Since 1954, it’s been illegal to segregate schools based on race. Of course, that’s only legally. Look around East and it’s clear. We’re still segregated. The vast majority of East is made up of white students. The poorer the schools get, the more African Americans are in them. Then look across the border at the unaccredited Kansas City Missouri School District. Its students are primarily African American.
It’s clear that we still have yet to fully integrate schools. We’ve just moved the good ones away. Here in Shawnee Mission, more affluent whites are able to move to the area and pay higher taxes for their kids to go to better schools. African Americans, stuck in poverty, can’t do that. They’re stuck in bad neighborhoods with failing schools.
It’s the same story around the nation. Only 14 percent of African American eighth graders can read at their grade level. The average reading score for African American high school seniors is the equivalent of the average score for a white eighth grader. Only 54 percent of African Americans will graduate high school.
I hear a lot that it’s their fault for not being able to work their way up or for getting better grades, but is it? How can you work your way up if the base you’re starting from, your education, is so low? Do good grades really matter if you’re in a school that isn’t accredited?

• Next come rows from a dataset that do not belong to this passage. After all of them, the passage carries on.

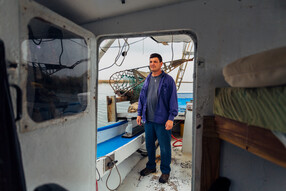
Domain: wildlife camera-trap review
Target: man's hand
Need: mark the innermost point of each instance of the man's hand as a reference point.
(169, 125)
(139, 120)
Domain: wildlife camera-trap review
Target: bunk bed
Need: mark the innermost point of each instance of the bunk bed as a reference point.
(250, 114)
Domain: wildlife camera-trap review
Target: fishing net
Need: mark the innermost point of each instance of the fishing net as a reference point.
(128, 83)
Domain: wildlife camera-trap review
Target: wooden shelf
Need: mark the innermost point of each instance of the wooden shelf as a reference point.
(256, 140)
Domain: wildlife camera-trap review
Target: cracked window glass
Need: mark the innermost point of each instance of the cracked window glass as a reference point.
(57, 71)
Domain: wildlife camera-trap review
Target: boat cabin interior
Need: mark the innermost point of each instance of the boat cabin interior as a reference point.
(230, 133)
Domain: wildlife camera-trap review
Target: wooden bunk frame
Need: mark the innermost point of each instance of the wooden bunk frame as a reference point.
(256, 140)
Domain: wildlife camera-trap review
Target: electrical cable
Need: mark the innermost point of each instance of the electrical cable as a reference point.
(125, 47)
(62, 51)
(177, 140)
(129, 43)
(111, 168)
(106, 183)
(172, 48)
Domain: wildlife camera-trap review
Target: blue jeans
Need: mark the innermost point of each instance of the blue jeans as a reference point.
(155, 131)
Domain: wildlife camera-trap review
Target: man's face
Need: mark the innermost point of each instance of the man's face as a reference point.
(155, 64)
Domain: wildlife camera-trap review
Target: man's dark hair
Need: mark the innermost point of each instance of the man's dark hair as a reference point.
(156, 55)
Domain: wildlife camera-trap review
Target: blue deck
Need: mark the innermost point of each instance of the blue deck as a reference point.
(112, 144)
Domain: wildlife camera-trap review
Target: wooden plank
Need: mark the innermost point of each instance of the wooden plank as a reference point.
(256, 140)
(210, 153)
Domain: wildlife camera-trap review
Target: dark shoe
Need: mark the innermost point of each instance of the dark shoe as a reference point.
(164, 178)
(147, 171)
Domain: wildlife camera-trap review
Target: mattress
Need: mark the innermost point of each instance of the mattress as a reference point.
(262, 107)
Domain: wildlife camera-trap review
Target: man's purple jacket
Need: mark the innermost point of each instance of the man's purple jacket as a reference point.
(167, 105)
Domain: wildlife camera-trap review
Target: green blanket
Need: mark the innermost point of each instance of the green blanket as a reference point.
(263, 107)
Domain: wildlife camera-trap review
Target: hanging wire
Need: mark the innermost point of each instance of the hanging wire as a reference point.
(172, 48)
(62, 51)
(126, 48)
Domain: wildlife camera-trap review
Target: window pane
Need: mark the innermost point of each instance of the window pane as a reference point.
(57, 71)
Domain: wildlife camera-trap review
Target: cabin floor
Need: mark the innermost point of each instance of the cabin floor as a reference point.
(180, 176)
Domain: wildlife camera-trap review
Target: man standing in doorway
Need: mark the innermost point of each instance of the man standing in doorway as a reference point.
(157, 107)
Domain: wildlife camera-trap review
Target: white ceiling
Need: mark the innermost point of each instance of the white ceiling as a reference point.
(85, 11)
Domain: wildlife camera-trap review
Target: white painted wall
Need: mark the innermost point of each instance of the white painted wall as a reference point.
(225, 30)
(63, 151)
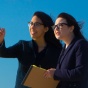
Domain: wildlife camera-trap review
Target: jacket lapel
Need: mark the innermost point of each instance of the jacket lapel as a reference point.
(65, 51)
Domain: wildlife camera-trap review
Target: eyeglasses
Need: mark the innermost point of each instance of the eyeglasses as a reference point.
(36, 24)
(59, 25)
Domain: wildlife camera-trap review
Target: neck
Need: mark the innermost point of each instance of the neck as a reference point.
(41, 44)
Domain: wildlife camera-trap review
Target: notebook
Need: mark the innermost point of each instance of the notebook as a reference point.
(35, 79)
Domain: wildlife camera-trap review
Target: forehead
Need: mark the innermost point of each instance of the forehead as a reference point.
(60, 20)
(35, 19)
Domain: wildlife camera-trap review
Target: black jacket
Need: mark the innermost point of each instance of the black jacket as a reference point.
(72, 68)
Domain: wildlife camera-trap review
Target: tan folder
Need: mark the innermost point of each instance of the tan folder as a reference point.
(35, 79)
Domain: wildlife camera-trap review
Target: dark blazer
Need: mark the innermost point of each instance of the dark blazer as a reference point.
(25, 53)
(72, 67)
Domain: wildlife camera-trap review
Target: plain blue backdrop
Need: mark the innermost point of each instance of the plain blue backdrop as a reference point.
(14, 17)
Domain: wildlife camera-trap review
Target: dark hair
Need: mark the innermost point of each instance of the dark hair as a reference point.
(72, 21)
(48, 22)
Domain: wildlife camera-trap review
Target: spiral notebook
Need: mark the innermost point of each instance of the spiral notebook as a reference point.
(34, 79)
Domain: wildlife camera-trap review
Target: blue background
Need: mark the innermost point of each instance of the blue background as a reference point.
(14, 17)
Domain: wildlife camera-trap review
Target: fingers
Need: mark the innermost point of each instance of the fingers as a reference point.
(47, 74)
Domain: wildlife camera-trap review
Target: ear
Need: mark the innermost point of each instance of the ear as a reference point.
(72, 28)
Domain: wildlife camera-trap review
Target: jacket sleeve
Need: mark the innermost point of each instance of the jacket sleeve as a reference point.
(12, 51)
(80, 71)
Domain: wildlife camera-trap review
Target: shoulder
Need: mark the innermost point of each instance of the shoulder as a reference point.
(81, 44)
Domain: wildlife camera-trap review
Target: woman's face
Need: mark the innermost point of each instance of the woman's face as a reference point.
(61, 29)
(36, 28)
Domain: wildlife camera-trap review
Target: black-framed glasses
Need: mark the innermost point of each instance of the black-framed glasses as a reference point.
(36, 24)
(58, 26)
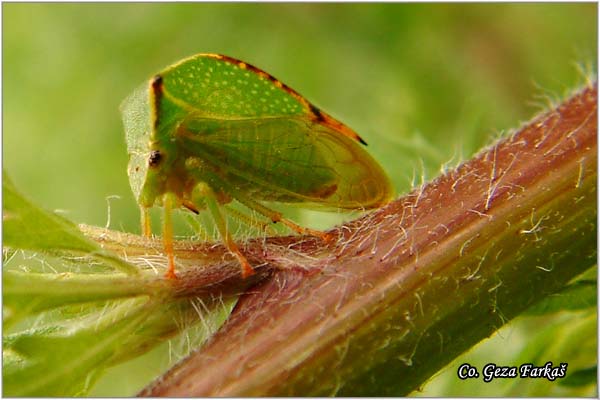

One day in my AP American History class, Yoda, our teacher, told us that the dumbest kid at East is more likely to go to and complete college than the smartest kid from an inner-city school. That needs to change. We need to fix these inner-city schools, and bring them up to the level of a school like East. They need the funding, they need the teachers, they need the supplies. They need the money.
If we start to see inner-city schools get better test scores and grades, then we’ll start to see the playing field level out. We’ll see schools integrate. We’ll see everyone get that equal shot at success, through hard work and persistence, instead of from wealth and birth.
Every child in this country deserves a good education. It’s how we became a world power, and, right now, it’s what’s holding us back. It’s time we fix the inner-city schools. Until then, next year in Copenhagen comrades (where we won’t be killing giraffes.)